保護されたネコの1匹=立川地域猫の会提供

 武蔵村山市の独り暮らしの高齢女性が三月、自宅で急死した後、飼いネコ二十一匹が無人の屋内に取り残され、二十四日後に保護された時には二匹が死に、残る十九匹もやせ細っていた。保護が遅れたのは、ネコの所有権を相続した遺族の意向を都が確認するのに手間取ったからだ。動物愛護団体は多頭飼育崩壊に警鐘を鳴らすとともに、緊急的な一時保護の制度化を求める。 (林朋実)
 東大和署などによると、女性の死亡が分かったのは三月十六日。事件性の確認のために署員が建物に入った際、ふん尿が散らばった不衛生な室内に多数のネコがいて、死骸も複数あった。

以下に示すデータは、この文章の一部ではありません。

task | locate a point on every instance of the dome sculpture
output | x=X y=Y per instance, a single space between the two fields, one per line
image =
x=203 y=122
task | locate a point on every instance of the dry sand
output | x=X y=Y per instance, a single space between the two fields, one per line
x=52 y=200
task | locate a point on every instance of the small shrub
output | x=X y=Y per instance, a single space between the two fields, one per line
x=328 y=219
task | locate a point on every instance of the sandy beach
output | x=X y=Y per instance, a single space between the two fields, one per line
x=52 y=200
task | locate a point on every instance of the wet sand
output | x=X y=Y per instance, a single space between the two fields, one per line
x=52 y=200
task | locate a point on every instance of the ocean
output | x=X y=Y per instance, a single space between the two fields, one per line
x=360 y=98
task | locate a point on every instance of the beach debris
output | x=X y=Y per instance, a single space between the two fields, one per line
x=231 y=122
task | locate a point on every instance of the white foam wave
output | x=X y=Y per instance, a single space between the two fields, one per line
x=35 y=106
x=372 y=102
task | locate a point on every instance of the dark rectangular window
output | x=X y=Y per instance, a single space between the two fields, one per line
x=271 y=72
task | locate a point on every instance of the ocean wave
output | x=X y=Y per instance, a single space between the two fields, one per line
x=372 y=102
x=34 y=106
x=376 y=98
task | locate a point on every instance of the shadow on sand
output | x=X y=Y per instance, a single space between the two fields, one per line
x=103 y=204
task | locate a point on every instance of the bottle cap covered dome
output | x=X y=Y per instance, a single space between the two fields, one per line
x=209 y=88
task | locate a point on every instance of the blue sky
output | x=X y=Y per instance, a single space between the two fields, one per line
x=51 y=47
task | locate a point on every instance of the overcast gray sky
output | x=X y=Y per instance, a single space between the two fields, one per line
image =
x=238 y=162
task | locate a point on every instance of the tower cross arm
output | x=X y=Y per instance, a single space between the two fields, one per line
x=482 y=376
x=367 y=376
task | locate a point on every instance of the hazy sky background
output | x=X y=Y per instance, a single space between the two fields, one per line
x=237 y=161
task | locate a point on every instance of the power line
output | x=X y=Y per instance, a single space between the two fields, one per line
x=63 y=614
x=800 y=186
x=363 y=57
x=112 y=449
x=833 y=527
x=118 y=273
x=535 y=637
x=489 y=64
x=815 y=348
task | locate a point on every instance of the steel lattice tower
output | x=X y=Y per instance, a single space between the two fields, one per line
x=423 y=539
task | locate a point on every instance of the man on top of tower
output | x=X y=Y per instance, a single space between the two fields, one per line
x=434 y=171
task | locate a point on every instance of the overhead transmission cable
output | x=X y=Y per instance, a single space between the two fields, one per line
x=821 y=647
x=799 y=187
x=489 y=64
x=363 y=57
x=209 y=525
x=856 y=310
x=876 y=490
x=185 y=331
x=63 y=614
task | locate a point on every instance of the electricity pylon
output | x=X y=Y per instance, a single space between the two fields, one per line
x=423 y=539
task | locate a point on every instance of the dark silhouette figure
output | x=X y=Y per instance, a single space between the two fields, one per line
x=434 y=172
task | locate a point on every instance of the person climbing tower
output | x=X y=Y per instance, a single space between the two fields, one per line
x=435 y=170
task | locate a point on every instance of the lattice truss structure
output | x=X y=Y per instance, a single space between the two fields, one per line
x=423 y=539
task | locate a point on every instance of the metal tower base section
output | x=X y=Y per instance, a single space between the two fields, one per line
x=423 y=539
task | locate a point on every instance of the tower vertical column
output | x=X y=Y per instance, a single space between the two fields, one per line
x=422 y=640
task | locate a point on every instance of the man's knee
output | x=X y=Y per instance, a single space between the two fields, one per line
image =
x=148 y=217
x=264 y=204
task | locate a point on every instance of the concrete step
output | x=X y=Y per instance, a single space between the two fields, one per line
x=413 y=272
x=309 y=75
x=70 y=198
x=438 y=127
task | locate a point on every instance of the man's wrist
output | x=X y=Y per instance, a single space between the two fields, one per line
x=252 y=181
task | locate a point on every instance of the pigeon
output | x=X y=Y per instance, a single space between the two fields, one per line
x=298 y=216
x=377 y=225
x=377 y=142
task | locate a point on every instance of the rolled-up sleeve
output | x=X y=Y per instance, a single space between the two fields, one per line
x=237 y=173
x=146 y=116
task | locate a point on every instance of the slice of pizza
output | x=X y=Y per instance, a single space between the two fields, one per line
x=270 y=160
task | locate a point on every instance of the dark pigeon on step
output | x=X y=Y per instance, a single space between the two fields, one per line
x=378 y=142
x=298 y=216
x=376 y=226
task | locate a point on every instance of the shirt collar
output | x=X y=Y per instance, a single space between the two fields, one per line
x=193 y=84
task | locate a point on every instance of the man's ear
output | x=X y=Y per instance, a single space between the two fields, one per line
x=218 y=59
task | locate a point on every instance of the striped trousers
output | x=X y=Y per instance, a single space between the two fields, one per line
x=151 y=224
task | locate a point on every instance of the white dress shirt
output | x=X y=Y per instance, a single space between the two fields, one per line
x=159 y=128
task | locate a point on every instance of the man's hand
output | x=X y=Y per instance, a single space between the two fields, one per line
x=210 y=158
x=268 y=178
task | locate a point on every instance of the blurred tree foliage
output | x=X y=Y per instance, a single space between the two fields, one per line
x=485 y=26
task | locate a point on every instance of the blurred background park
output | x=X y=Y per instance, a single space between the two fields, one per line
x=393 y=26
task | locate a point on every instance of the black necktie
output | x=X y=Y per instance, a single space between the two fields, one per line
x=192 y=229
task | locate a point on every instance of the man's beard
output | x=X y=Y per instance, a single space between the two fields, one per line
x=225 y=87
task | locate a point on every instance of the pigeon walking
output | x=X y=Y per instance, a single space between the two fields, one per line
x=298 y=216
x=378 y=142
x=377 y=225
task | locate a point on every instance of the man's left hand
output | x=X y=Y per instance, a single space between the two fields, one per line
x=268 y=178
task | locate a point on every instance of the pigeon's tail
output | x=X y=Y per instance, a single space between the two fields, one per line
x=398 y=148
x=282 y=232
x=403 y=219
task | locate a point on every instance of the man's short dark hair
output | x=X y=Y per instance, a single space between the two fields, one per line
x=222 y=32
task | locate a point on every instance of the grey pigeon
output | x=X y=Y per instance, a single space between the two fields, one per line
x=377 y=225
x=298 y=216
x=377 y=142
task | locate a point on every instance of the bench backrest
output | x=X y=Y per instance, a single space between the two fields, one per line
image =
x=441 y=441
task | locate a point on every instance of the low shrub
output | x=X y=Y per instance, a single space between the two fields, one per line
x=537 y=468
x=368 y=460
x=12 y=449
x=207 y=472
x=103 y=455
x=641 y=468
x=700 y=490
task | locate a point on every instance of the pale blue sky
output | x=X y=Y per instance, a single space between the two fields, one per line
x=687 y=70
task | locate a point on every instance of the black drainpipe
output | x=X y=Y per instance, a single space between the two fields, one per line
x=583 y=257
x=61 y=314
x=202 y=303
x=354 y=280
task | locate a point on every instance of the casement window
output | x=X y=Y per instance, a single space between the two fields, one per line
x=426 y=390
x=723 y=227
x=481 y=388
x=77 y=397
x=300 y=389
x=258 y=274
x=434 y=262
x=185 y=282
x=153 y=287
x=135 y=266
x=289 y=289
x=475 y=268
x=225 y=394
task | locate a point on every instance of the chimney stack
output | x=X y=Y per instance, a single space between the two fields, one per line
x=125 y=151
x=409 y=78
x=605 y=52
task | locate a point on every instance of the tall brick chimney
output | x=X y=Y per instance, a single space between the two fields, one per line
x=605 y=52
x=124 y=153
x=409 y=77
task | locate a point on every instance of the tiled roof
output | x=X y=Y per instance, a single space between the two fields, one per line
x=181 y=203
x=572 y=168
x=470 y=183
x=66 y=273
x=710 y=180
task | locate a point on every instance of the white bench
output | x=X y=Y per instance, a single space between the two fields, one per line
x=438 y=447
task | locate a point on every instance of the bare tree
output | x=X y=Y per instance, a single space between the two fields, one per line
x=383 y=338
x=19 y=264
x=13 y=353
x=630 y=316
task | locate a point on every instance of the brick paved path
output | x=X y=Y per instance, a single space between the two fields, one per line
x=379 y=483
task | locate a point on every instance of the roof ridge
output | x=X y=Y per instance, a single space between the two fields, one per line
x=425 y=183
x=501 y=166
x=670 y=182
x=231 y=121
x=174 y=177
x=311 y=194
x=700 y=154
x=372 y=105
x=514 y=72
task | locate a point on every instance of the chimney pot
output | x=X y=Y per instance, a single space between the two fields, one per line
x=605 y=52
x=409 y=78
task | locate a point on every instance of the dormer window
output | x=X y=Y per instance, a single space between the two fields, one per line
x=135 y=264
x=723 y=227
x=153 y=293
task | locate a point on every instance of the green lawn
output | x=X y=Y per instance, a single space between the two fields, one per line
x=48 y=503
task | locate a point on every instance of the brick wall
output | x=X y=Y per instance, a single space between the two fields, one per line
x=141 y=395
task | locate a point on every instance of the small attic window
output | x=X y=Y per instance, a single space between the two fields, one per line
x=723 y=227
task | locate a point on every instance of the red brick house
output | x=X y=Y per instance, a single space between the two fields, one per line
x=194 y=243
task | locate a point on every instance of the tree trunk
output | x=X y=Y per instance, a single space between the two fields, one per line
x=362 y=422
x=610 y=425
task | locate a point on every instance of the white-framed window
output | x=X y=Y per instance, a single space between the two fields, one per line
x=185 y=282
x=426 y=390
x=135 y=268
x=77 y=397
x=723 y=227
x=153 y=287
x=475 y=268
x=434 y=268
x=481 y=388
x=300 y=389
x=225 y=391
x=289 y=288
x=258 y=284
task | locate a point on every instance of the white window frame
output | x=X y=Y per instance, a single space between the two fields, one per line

 署から連絡を受けた市環境課は、放置すればネコが衰弱する恐れが高いため、都動物愛護相談センター多摩支所に「緊急で保護できないか」と相談した。センターは「ネコの所有権は相続人にあり、行政に連れ出す権限はない。相続人の依頼があれば引き取れる」と断った。
 市の担当者は女性の死亡が確認された翌日に相続人と会い、センターによる引き取りを希望するとの意向を確認した。だが、センターは相続人の連絡先を市や警察に問い合わせず、相続人からの連絡を待った。センターの担当者は「電話番号は個人情報だから」と説明した。ネコの放置は長期化し、保護活動をしている地元ボランティア団体などが都や市に抗議した。
 センター職員らが相続人の同意を得て屋内に立ち入ったのは、四月九日深夜。相続人が与えたとみられるエサや水が大量に置いてあったが、新たに二匹の死骸を確認し、十八匹を保護団体に引き渡した。同月十六日には室内に隠れていた一匹を追加で保護した。治療した獣医師は「普通のネコは体重三〜四キロだが、ほとんどが二キロ台で一部は衰弱していた」と語った。
 公益財団法人「動物環境・福祉協会Eva」(渋谷区)理事長の俳優、杉本彩さん(52)は「行政や警察がここまで放置するのはおかしい。命をどう考えているのか」と憤る。事務局長の松井久美子さん(51)は「センターがネコをいったん保護した上で、遺族の意向を聞くべきだった。所有権が壁になるなら、緊急的に一時保護できる制度が必要ではないか」と訴える。
 環境省動物愛護管理室の担当者は緊急的な一時保護の制度化について「論点の一つだが、所有権を含む財産権は憲法で保障されている。所有権の一時停止には課題もある」と話した。